Une immense variété de jeux répond à cette première définition. Aux jeux de pions traditionnels, tels que dames, échecs, backgammon, jeu de l'oie, awélé, petits chevaux (ludo), s'ajoutent désormais de très nombreux jeux « commerciaux », inventés depuis moins d'un siècle et dont les innovations contrastent fortement avec les millénaires d'immobilisme qui ont précédé.
« Jeux de pions » n'est pas, en français, une expression ayant reçu un large assentiment. En fait, notre langue a quelques difficultés à rendre ce que les Britanniques appellent board games et les Allemands Brettspiele. « Jeux de tablier », au sens classique mais vieilli de « plateau de jeu de pions » et, à l'origine, « piste de trictrac », serait une traduction plus exacte. Encore faut-il observer que l'expression anglaise board games, si répandue soit-elle aujourd'hui, est assez récente, et qu'on en doit l'emploi systématique à Harold R. J. Murray, et tout particulièrement à son livre A History of Board Games other than Chess (Oxford, 1952). Stewart Culin (1858-1929), le plus grand spécialiste des jeux avant Murray, n'employait cette expression que très occasionnellement, usant d'autres vocables qui montrent d'ailleurs qu'il n'avait pas une notion très claire de cette catégorie de jeux.
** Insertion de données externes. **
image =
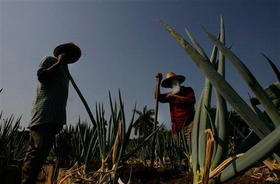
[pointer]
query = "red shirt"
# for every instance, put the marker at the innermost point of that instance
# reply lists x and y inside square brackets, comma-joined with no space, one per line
[181,112]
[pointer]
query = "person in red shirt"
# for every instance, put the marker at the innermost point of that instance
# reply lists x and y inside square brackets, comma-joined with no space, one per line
[181,101]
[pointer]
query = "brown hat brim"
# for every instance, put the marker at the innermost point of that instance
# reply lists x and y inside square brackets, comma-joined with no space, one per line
[166,83]
[71,48]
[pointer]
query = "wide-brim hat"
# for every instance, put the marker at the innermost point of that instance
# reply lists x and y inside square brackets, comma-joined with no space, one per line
[70,48]
[166,83]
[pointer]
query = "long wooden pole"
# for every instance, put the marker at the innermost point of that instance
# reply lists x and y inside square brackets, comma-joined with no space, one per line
[81,96]
[155,119]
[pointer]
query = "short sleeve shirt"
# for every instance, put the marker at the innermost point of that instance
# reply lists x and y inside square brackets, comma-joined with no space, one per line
[49,104]
[181,112]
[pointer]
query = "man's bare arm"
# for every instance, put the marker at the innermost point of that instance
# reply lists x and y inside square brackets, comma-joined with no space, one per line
[48,73]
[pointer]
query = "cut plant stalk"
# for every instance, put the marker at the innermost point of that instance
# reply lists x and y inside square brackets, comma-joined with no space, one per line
[155,122]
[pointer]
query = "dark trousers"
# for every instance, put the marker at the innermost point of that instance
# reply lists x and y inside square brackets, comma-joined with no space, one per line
[40,144]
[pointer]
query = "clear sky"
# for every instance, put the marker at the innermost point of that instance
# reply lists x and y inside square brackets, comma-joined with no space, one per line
[123,46]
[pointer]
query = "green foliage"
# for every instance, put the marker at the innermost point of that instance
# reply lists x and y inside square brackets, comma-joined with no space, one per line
[224,92]
[13,143]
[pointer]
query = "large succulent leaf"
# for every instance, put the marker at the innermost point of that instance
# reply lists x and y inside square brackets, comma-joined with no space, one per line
[221,110]
[249,79]
[273,66]
[255,154]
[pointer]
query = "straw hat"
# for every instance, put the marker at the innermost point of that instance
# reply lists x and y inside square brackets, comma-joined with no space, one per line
[70,48]
[166,83]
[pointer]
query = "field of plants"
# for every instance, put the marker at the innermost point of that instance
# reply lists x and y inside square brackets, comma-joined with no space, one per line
[240,145]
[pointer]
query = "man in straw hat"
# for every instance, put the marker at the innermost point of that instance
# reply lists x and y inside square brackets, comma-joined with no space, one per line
[48,113]
[181,101]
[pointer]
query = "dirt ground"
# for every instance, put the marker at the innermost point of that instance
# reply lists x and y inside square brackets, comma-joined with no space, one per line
[144,175]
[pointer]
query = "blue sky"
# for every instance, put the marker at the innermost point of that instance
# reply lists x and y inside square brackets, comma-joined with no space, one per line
[123,46]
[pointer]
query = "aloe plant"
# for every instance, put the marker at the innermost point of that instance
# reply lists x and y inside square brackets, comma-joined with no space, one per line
[224,93]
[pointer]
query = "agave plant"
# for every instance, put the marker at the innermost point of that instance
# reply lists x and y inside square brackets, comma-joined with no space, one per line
[225,92]
[113,139]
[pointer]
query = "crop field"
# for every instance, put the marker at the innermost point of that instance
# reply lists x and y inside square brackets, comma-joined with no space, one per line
[228,145]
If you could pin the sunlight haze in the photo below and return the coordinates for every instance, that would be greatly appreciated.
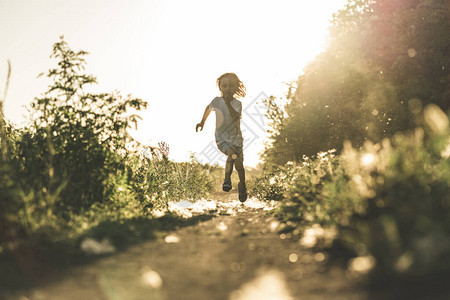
(168, 53)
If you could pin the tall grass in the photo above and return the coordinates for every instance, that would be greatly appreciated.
(389, 202)
(76, 165)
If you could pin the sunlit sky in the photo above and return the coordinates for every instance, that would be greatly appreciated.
(168, 53)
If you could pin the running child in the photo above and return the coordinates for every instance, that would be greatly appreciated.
(228, 128)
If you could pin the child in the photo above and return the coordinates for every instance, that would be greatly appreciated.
(228, 130)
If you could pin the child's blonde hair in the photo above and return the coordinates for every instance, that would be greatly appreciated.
(239, 86)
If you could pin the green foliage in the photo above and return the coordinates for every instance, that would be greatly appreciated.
(384, 61)
(157, 180)
(76, 164)
(388, 200)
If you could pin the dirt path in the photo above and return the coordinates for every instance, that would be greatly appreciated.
(238, 254)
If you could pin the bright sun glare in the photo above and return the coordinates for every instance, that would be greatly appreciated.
(168, 53)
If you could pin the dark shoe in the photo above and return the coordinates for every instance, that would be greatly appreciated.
(226, 186)
(242, 192)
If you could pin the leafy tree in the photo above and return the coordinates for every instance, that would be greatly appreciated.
(78, 139)
(384, 62)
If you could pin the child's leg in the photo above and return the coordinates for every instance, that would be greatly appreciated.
(229, 163)
(239, 165)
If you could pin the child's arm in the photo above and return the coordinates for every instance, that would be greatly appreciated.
(205, 116)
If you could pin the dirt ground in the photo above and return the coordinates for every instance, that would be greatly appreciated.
(237, 254)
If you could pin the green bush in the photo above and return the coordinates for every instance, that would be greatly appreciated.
(389, 201)
(76, 165)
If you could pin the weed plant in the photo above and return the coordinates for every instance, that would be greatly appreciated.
(76, 166)
(388, 201)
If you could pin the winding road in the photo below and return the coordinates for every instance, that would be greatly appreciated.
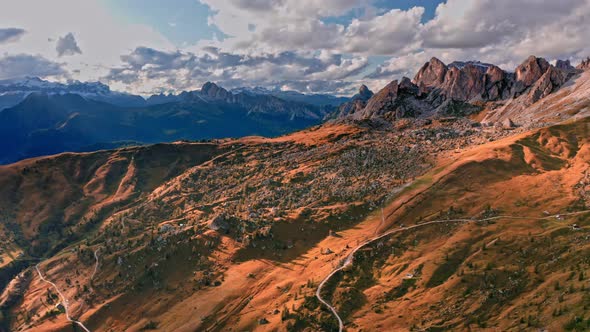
(96, 265)
(62, 296)
(349, 258)
(63, 299)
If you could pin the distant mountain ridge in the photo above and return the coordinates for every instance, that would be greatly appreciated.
(13, 91)
(53, 120)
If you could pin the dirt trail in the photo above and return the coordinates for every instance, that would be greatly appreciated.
(349, 258)
(63, 299)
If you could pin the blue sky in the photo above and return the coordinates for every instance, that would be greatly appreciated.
(313, 46)
(182, 21)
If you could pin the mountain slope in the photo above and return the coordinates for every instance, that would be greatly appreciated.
(45, 124)
(239, 232)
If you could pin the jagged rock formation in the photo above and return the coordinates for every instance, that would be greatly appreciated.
(462, 88)
(584, 65)
(564, 65)
(431, 75)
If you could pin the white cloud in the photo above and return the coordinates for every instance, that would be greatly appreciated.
(8, 35)
(101, 35)
(19, 65)
(67, 45)
(290, 43)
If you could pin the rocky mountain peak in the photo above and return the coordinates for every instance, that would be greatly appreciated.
(585, 64)
(382, 101)
(530, 71)
(213, 91)
(431, 75)
(365, 92)
(564, 65)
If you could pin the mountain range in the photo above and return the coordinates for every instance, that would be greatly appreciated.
(463, 88)
(457, 200)
(47, 118)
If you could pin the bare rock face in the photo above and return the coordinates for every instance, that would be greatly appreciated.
(508, 124)
(365, 93)
(431, 75)
(529, 72)
(464, 84)
(551, 80)
(564, 65)
(356, 104)
(497, 84)
(406, 85)
(584, 65)
(382, 101)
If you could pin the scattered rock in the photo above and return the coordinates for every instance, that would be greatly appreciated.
(508, 124)
(219, 223)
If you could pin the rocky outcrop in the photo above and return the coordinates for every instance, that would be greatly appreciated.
(564, 65)
(584, 65)
(551, 80)
(497, 84)
(464, 84)
(431, 75)
(460, 88)
(529, 72)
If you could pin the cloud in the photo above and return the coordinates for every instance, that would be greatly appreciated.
(17, 66)
(67, 45)
(480, 23)
(8, 35)
(147, 69)
(307, 45)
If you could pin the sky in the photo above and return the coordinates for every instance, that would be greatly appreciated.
(312, 46)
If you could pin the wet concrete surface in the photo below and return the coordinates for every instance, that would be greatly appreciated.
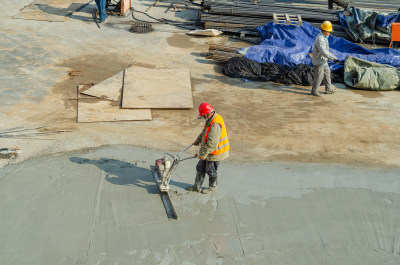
(102, 207)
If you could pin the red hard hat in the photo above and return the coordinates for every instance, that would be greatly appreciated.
(204, 109)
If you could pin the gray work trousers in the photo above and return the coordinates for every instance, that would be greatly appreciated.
(319, 73)
(209, 167)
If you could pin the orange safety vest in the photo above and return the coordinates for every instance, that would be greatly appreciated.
(223, 144)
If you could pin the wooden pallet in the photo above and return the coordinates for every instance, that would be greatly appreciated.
(287, 19)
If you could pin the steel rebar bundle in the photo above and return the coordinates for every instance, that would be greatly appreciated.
(266, 10)
(233, 23)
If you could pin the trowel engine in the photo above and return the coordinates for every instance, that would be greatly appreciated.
(166, 166)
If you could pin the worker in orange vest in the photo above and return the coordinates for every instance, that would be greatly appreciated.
(214, 147)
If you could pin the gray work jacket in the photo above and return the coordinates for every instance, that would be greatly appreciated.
(321, 52)
(212, 141)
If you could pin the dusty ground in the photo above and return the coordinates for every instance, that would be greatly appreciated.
(101, 205)
(43, 62)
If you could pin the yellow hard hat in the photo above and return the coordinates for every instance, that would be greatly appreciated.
(326, 26)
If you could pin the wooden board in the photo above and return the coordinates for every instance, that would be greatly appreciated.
(109, 89)
(157, 88)
(95, 110)
(50, 10)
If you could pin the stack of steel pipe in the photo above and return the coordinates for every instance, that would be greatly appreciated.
(266, 10)
(222, 53)
(245, 17)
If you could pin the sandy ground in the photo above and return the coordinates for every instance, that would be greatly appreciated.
(266, 122)
(337, 204)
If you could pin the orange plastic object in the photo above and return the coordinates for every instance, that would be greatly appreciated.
(395, 33)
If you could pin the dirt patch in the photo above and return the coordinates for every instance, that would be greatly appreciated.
(265, 121)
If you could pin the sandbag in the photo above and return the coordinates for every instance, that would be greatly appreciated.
(367, 75)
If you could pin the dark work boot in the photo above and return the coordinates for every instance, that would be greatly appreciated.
(197, 183)
(213, 185)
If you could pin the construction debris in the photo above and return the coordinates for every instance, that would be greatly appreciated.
(141, 27)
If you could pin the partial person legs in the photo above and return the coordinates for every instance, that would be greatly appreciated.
(205, 167)
(101, 5)
(327, 75)
(318, 76)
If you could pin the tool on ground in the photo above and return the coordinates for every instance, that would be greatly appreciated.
(162, 173)
(166, 167)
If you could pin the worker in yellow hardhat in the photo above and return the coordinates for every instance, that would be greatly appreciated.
(320, 56)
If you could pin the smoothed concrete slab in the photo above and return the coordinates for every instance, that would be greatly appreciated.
(103, 207)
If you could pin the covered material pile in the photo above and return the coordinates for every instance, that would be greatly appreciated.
(366, 75)
(300, 74)
(368, 26)
(291, 45)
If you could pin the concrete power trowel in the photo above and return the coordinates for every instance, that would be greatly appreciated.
(166, 166)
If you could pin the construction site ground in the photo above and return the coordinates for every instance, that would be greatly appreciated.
(309, 180)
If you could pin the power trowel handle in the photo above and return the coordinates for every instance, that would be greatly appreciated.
(184, 150)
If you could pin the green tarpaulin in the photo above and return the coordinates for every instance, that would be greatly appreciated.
(367, 75)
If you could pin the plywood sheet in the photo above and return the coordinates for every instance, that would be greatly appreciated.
(95, 110)
(50, 10)
(157, 88)
(109, 89)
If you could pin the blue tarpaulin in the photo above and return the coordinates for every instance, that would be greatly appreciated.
(290, 45)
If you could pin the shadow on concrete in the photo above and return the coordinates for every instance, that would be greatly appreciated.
(122, 173)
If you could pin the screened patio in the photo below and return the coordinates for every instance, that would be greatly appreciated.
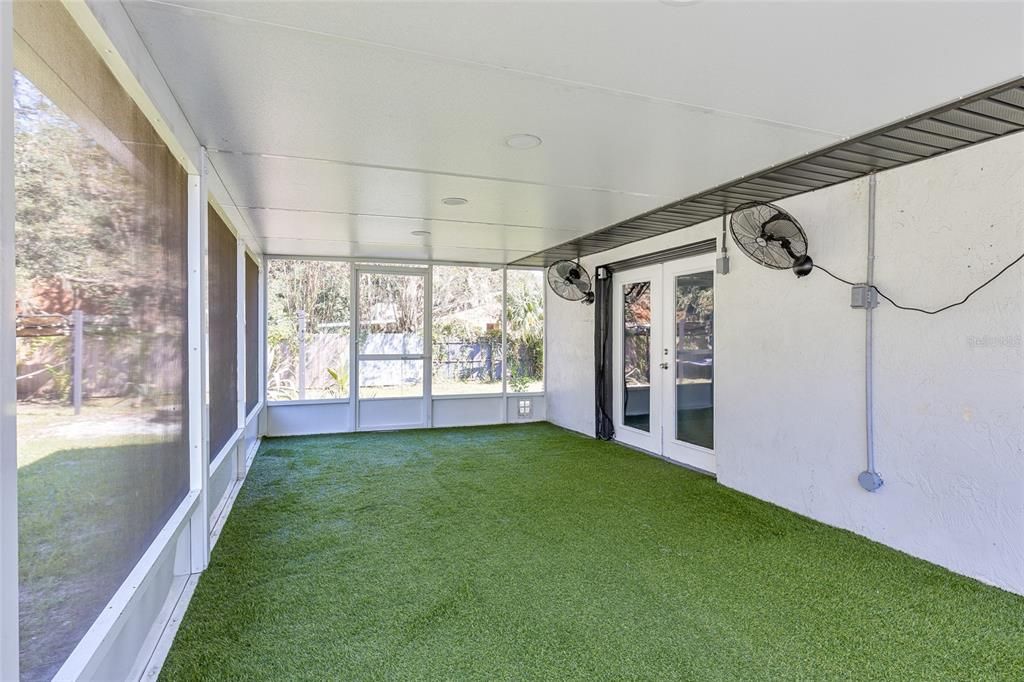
(383, 340)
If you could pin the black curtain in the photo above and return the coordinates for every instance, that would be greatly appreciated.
(605, 429)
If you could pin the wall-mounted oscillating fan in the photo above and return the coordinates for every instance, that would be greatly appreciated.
(570, 281)
(771, 237)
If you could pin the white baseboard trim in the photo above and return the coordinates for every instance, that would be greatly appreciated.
(173, 622)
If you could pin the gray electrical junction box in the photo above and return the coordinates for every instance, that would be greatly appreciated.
(863, 296)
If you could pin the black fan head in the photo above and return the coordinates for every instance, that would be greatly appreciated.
(771, 237)
(569, 281)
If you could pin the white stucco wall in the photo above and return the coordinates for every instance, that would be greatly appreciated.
(949, 388)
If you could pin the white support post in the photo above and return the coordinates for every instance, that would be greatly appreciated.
(240, 349)
(353, 351)
(8, 365)
(199, 440)
(261, 333)
(301, 371)
(77, 354)
(428, 347)
(505, 345)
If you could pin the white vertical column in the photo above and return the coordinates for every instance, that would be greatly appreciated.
(199, 438)
(301, 369)
(353, 353)
(8, 384)
(77, 355)
(505, 344)
(261, 333)
(428, 347)
(240, 349)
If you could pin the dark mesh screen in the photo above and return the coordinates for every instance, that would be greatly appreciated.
(100, 236)
(252, 334)
(222, 287)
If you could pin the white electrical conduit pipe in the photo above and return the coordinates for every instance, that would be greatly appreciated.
(869, 478)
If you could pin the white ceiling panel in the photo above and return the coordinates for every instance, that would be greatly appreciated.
(278, 223)
(373, 250)
(338, 127)
(304, 184)
(881, 59)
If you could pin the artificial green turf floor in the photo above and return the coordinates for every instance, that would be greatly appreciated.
(527, 552)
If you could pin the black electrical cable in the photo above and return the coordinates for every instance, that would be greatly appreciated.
(937, 310)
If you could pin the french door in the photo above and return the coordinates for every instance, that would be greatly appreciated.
(664, 343)
(391, 347)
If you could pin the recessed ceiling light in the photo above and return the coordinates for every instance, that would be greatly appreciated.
(523, 141)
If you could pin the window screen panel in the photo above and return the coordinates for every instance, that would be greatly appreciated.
(308, 335)
(100, 236)
(222, 288)
(252, 334)
(524, 320)
(467, 330)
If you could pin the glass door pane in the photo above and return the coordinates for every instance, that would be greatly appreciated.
(636, 355)
(694, 348)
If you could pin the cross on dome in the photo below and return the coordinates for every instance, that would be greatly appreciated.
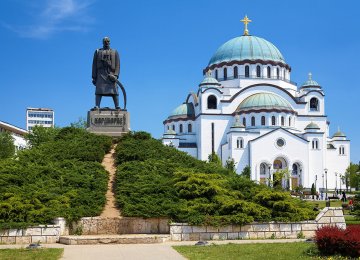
(246, 21)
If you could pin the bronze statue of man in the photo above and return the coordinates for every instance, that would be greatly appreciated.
(105, 73)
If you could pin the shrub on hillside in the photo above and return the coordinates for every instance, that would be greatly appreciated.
(331, 240)
(154, 180)
(60, 176)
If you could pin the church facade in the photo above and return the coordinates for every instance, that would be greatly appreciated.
(248, 109)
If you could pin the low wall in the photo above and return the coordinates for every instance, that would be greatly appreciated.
(328, 216)
(45, 234)
(125, 225)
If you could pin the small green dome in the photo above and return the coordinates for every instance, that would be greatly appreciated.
(209, 81)
(312, 125)
(339, 134)
(246, 47)
(264, 101)
(310, 82)
(186, 109)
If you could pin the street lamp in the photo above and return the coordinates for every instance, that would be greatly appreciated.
(326, 183)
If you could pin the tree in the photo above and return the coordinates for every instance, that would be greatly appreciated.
(7, 147)
(246, 172)
(40, 134)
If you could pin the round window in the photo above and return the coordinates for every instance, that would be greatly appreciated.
(280, 142)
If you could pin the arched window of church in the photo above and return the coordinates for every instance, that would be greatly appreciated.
(212, 102)
(263, 169)
(263, 120)
(247, 71)
(236, 72)
(314, 104)
(239, 143)
(258, 71)
(189, 128)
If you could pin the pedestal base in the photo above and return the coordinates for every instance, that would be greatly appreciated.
(107, 121)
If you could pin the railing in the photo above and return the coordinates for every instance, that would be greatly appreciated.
(255, 77)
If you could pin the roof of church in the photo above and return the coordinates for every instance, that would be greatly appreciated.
(246, 47)
(310, 82)
(264, 100)
(186, 109)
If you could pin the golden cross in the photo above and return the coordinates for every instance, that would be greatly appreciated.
(246, 21)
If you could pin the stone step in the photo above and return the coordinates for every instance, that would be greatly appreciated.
(114, 239)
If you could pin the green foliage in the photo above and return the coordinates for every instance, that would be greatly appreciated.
(154, 180)
(7, 148)
(58, 177)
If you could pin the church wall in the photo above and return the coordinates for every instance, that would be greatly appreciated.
(265, 150)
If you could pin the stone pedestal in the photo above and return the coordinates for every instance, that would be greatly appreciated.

Murray avait conscience d'innover quelque peu en choisissant de nommer board games la famille des jeux de pions qu'il se proposait de décrire et de classer. En cela, il ne faisait que décalquer l'allemand, qui connaissait depuis longtemps le terme Brettspiel. Mais board game a pris au fil des temps et des usages, depuis les années 1950, des significations qui dépassent son sens initial : en français, par exemple, où l'expression anglaise est parfois utilisée, elle sert à désigner assez souvent, dans la langue des spécialistes et des collectionneurs, les jeux commerciaux « en boîte » à partir du moment où ils comportent un plateau historié.
En outre, on fera remarquer que, prise au sens littéral de l'anglais, l'expression peut parfaitement s'appliquer à des jeux qui ne correspondent pas à l'acception de Murray. Il existe en effet plusieurs jeux de hasard, notamment des loteries, où un plateau quadrillé offre bien des ressemblances avec certains jeux de pions, au point qu'il n'est pas rare de s'y méprendre. Hoca et biribi sont deux loteries bien connues en Europe continentale aux xviie et xviiie siècles, pour lesquelles on utilise une grille qu'on pourrait assimiler à un tablier de jeu de pions. Au Moyen Âge, l'échiquier sert parfois à un jeu de dés : dringuet (ou trinquet) ou « point de l'échiquier » dans les sources françaises, quaeckbord aux Pays-Bas, Brentenspiel dans les textes allemands, autant de termes qui désignent tous un tel jeu. Parmi les jeux modernes, le Scrabble présente tous les aspects d'un game board, mais il n'utilise pas de pions.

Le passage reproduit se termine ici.